(1.) The respondents in all three execution applications question the maintainability of the claimants' execution proceedings. The objection is of territorial jurisdiction or territoriality, namely, that the respondents in execution, or the parties against whom execution is sought in these proceedings, and their assets are all outside the local limits of the jurisdiction of this Court. Therefore, the respondents argue, Section 39(4) of the Code of Civil Procedure 1908 ("the Code") will govern. Since a court that passed the decree cannot execute it against any person or property outside the local limits of its jurisdiction, therefore, these execution proceedings, although they are not in execution of a court decree but in enforcement of arbitral awards or orders under the Arbitration and Conciliation Act 1996 (as amended), cannot be maintained in this Court. The submission is that the claimants must move the local district courts for enforcement.
(2.) I am not today making any order at all on the merits of the execution applications or the Chamber Summonses filed for specific reliefs in each.
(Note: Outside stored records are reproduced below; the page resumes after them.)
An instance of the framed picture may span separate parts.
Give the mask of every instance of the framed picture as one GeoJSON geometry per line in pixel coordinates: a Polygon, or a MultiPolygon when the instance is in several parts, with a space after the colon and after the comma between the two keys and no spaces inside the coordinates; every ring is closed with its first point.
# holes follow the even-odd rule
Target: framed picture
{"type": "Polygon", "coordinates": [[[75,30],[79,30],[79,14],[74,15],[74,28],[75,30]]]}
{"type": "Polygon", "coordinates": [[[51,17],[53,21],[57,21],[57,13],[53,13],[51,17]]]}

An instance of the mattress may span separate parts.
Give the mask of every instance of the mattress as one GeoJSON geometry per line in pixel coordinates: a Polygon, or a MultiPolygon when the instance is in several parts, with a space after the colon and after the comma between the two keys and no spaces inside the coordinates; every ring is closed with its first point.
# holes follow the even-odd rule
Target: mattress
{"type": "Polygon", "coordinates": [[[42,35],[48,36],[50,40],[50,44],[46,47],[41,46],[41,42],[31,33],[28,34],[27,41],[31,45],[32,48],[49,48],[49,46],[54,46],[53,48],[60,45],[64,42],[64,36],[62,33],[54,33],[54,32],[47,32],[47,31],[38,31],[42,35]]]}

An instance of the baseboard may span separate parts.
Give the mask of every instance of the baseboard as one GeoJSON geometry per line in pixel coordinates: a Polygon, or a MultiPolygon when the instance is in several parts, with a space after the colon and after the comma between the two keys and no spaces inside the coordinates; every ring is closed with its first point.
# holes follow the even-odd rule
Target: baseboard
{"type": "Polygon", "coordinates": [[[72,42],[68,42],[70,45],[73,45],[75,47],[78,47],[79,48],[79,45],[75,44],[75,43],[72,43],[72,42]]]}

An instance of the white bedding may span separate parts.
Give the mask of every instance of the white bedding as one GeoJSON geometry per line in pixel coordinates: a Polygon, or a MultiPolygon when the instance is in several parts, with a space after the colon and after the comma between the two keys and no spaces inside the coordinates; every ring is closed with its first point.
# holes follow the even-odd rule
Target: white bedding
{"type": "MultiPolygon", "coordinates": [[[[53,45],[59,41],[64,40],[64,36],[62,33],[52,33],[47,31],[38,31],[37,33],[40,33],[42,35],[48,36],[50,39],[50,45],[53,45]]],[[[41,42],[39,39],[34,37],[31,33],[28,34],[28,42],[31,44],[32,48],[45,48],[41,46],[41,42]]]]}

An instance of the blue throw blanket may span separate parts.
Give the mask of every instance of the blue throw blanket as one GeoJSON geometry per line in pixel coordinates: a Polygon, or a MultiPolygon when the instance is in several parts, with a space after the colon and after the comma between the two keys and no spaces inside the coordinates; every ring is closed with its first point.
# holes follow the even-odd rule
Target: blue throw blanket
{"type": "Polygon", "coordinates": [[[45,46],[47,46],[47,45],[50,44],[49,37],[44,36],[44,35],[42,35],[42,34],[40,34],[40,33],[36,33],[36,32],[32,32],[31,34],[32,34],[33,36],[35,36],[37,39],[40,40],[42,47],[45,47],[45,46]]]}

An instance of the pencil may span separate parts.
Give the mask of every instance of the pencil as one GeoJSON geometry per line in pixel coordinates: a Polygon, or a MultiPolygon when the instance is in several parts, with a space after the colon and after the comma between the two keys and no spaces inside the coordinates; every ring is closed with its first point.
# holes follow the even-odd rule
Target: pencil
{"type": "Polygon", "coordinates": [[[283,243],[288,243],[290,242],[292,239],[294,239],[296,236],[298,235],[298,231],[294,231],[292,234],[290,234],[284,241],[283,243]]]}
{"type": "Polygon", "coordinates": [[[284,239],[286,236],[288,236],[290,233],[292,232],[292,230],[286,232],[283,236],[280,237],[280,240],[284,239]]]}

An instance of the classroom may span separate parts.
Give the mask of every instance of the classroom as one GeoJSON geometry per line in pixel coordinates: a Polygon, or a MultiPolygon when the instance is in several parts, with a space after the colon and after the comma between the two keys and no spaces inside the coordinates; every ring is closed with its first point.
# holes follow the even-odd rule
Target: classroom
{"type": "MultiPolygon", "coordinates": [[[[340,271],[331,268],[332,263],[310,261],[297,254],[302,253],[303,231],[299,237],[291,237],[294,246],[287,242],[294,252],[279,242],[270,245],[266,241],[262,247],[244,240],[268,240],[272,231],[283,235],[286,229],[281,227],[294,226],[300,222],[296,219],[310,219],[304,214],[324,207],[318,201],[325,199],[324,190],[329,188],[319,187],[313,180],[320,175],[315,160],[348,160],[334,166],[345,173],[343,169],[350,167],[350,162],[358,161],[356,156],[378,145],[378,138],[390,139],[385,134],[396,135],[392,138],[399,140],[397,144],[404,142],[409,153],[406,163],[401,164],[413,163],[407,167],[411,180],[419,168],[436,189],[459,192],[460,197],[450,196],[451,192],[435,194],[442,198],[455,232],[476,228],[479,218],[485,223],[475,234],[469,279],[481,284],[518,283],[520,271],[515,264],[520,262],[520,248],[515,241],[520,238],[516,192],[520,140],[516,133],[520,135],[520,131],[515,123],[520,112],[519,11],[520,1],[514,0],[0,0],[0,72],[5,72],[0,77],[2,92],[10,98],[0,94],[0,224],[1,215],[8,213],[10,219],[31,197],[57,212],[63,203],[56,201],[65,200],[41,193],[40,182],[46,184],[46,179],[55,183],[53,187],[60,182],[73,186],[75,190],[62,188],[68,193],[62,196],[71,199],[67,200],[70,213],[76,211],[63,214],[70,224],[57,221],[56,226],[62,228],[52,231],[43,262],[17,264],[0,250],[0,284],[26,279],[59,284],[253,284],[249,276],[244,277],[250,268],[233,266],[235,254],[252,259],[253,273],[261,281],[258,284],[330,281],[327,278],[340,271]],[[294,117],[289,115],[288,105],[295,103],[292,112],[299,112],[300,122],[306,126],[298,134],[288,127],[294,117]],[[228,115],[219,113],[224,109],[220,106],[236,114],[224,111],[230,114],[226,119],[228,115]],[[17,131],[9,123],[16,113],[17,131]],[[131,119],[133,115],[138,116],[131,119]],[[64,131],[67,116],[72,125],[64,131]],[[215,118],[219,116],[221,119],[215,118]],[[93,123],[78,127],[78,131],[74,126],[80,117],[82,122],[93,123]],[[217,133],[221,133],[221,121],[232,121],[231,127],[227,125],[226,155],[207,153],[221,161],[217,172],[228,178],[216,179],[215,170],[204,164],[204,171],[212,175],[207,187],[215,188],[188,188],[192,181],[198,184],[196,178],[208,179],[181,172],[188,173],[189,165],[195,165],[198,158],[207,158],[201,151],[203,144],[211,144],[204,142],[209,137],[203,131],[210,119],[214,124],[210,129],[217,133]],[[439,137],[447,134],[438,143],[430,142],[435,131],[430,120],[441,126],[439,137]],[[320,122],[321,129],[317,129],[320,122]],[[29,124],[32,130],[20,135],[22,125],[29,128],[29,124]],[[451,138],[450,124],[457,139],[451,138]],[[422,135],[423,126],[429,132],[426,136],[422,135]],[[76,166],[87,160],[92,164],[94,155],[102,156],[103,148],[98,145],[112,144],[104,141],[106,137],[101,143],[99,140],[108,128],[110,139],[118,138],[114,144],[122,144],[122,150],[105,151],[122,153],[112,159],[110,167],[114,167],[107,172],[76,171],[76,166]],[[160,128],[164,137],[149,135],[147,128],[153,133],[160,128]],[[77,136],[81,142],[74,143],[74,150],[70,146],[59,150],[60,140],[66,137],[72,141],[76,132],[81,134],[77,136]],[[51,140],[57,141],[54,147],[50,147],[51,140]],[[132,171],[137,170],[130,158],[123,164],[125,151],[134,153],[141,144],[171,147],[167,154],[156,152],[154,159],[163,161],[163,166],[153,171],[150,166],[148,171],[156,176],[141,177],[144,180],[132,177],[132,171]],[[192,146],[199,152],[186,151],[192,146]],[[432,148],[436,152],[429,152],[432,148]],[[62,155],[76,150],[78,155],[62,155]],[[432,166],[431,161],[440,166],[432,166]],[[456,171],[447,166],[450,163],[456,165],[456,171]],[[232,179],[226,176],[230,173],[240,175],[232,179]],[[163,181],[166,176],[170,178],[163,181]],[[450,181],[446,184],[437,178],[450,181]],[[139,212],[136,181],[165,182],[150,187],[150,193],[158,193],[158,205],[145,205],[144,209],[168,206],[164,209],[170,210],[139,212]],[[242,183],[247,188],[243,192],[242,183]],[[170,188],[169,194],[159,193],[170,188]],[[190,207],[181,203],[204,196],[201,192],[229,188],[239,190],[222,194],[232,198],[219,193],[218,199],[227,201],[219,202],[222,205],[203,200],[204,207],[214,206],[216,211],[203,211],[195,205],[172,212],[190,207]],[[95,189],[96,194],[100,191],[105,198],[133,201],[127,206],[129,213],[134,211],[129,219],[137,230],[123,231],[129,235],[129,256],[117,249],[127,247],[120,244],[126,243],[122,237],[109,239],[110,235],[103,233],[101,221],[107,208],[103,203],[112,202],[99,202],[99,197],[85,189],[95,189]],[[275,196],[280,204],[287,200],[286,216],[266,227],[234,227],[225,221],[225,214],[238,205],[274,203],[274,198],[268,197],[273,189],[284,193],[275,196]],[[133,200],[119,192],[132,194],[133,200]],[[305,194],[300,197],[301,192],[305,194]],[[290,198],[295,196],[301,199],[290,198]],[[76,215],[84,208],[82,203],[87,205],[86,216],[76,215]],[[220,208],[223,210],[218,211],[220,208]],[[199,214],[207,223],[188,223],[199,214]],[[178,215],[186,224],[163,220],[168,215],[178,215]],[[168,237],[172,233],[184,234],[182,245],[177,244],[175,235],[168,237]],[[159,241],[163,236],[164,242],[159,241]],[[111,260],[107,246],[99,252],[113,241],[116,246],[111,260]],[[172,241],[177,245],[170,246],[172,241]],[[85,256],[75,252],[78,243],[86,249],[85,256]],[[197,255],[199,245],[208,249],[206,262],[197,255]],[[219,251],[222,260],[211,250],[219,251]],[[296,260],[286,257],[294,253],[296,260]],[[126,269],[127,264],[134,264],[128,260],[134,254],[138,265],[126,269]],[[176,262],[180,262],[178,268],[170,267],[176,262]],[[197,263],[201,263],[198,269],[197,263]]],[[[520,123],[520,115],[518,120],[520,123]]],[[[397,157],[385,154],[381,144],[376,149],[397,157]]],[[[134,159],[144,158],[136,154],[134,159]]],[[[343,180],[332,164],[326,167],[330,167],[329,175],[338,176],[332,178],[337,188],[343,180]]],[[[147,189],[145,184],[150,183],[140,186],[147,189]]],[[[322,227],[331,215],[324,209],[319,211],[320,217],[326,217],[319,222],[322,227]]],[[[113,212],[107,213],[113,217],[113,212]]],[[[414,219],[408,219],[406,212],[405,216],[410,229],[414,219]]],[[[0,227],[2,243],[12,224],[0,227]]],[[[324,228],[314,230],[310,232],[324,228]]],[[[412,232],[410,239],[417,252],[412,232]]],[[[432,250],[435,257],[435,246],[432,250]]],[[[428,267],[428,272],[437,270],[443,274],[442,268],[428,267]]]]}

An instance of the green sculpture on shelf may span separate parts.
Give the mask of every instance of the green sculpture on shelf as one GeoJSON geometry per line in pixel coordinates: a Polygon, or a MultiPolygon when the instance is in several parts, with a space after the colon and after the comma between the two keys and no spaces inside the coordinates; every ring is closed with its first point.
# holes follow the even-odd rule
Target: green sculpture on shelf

I have clubbed these three matters together because the respondents raised an identical objection in each. The matters are therefore tagged and clubbed together only for convenience, not because they share any commonality on facts. I will note the facts to the limited extent necessary.
(3.) In Global Asia Venture Company v Arup Parimal Deb (Commercial Execution No. 58 of 2017 and associated applications), the arbitration agreement is dated 18th September 2007. The amended award is dated 16th February 2015. The agreement provides that the seat of the arbitration is in Mumbai. There is no express provision in the agreement about a jurisdictional Court.